“Il magazzino dei materiali accumulati dall’umanità non riesce più a tenerlo in ordine… Non resta che indicare e descrivere più che spiegare”, diceva già Italo Calvino, il nostro sublime filosofo dell’esistenza, del quale proprio in questi giorni si celebra il centenario della nascita.
La Storia ci indica che le responsabilità per quel che ancora una volta travolge il Medioriente possono considerarsi equamente distribuite. Per le omissioni più che per le commissioni di ognuno. Dei paesi arabi, che per decenni si sono fatti scudo della causa palestinese, e che il loro riavvicinamento a Israele ha ora emarginato. Dei palestinesi stessi, la cui radicale scissione fra realisti e radicali ha impedito le prospettive negoziali presentatesi ricorrentemente.
Circostanza di cui Netanyahu si è avvalso per il suo statico ‘divide et impera’, fidando nell’accondiscendenza del Mondo arabo, invece di operare per consolidare la credibilità dell’Autorità palestinese nella West Bank in contrapposizione all’intransigenza di Hamas nel contestare l’esistenza stessa di Israele.
Non minori, nel mondo esterno, le responsabilità dell’America di Trump che ha sostenuto la prova di forza del governo israeliano; della Russia che ha ripreso l’opera di ostruzione sviluppata durante l’intera Guerra fredda; dell’Iran, che utilizza Hamas per affermare la propria presenza regionale; della Cina, che dovrebbe riflettere anche lei sui rischi di un disfacimento dell’ordinamento internazionale, che lascia il campo aperto al terrorismo; dell’Unione europea, infine, dimostratasi sistematicamente sensibile, politicamente e finanziariamente ma con scarsi risultati, alle esigenze dei palestinesi, nel tentativo di equilibrare l’indispensabile sostegno americano a Israele.
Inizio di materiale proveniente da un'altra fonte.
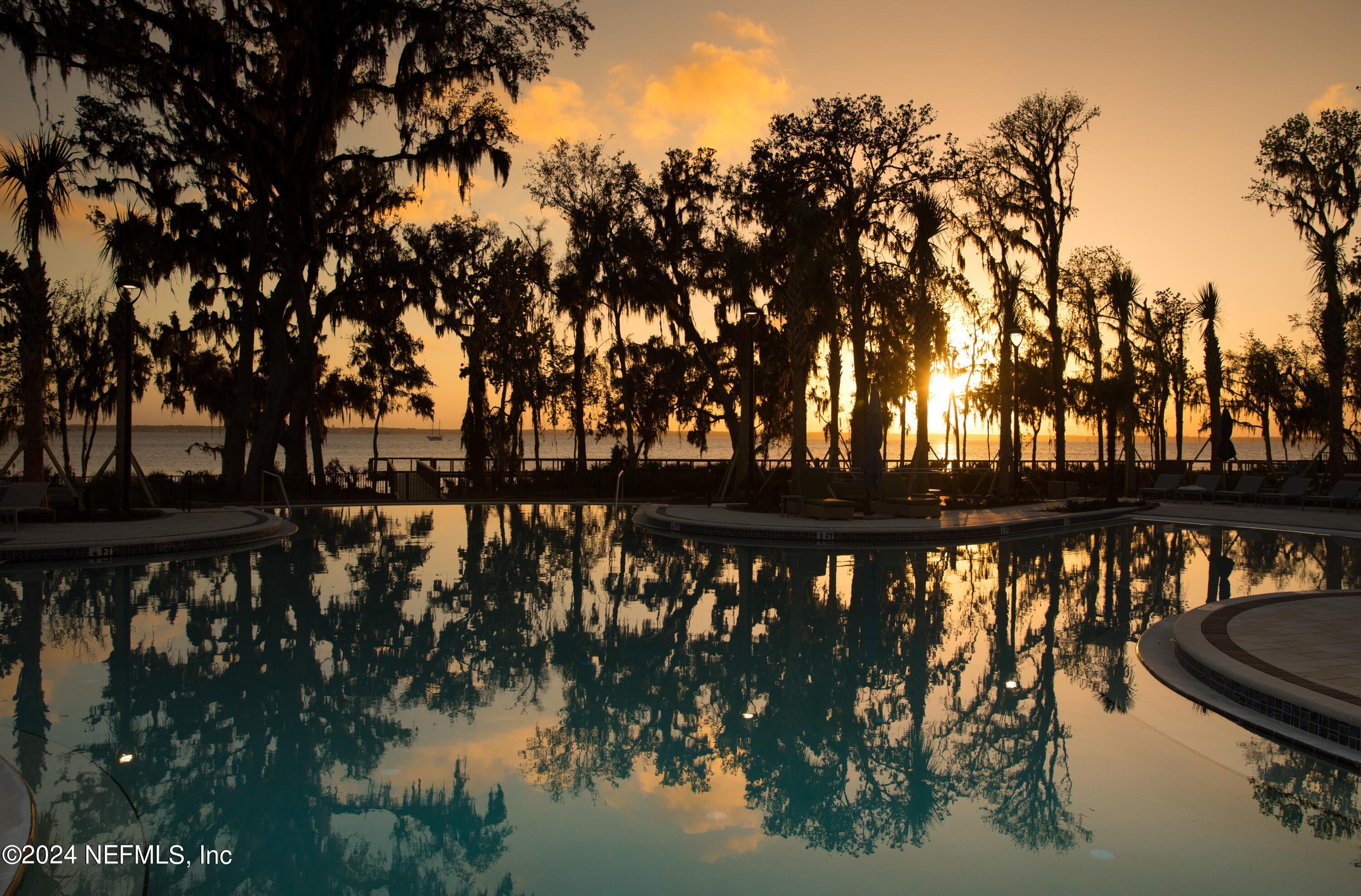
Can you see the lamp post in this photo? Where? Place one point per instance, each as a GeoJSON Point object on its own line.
{"type": "Point", "coordinates": [750, 316]}
{"type": "Point", "coordinates": [128, 293]}
{"type": "Point", "coordinates": [1014, 337]}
Molteplici sono ora le pressioni su Netanyahu perché si astenga dal rispondere con le medesime armi al terrorismo di Hamas. Rischiando di cadere nella medesima trappola in cui Bin Laden ha trascinato il Mondo libero, con le conseguenze che conosciamo.
Che la preoccupazione per la propria esistenza abbia sinora prevalso nell’impostazione della politica estera israeliana significa che è necessario eliminarne la ragione. Gli ‘accordi di Abramo’, il crescente coinvolgimento dell’Arabia Saudita, hanno avuto l’effetto di suscitare la rabbiosa reazione di Hamas. Che non deve quindi ora sconvolgere la diversa propensione dei governanti arabi. Mentre ogni diretto intervento occidentale rischia di suscitare, come in passato, effetti controproducenti, è sul mondo arabo che ricade oggi la responsabilità primaria.
Inverosimile è pertanto che, nelle nostre piazze, persino nelle Università (anche in quelle americane) destinate a formare le generazioni del nuovo millennio, si moltiplichino le manifestazioni indiscriminatamente in favore dell’astratta causa palestinese, di cui Hamas vorrebbe appropriarsi.
Una situazione che andrebbe concettualmente collegata al conflitto in Ucraina, afflitto dai molteplici medesimi (deliberati?) corto circuiti mentali fra cause e conseguenze, che affliggono la sola coscienza politica occidentale. Prova ne sia la libera espressione delle elucubrazioni a uso e consumo televisivo, alle quali si sono aggiunte le farneticazioni di una ex funzionaria diplomatica, che ha maturato le sue convinzioni nell’ozio delle confortevoli sedi bilaterali di Stoccolma e Bruxelles.
“La morte non è nel non poter comunicare, ma nel non essere compresi”, ammoniva il compianto PPPasolini.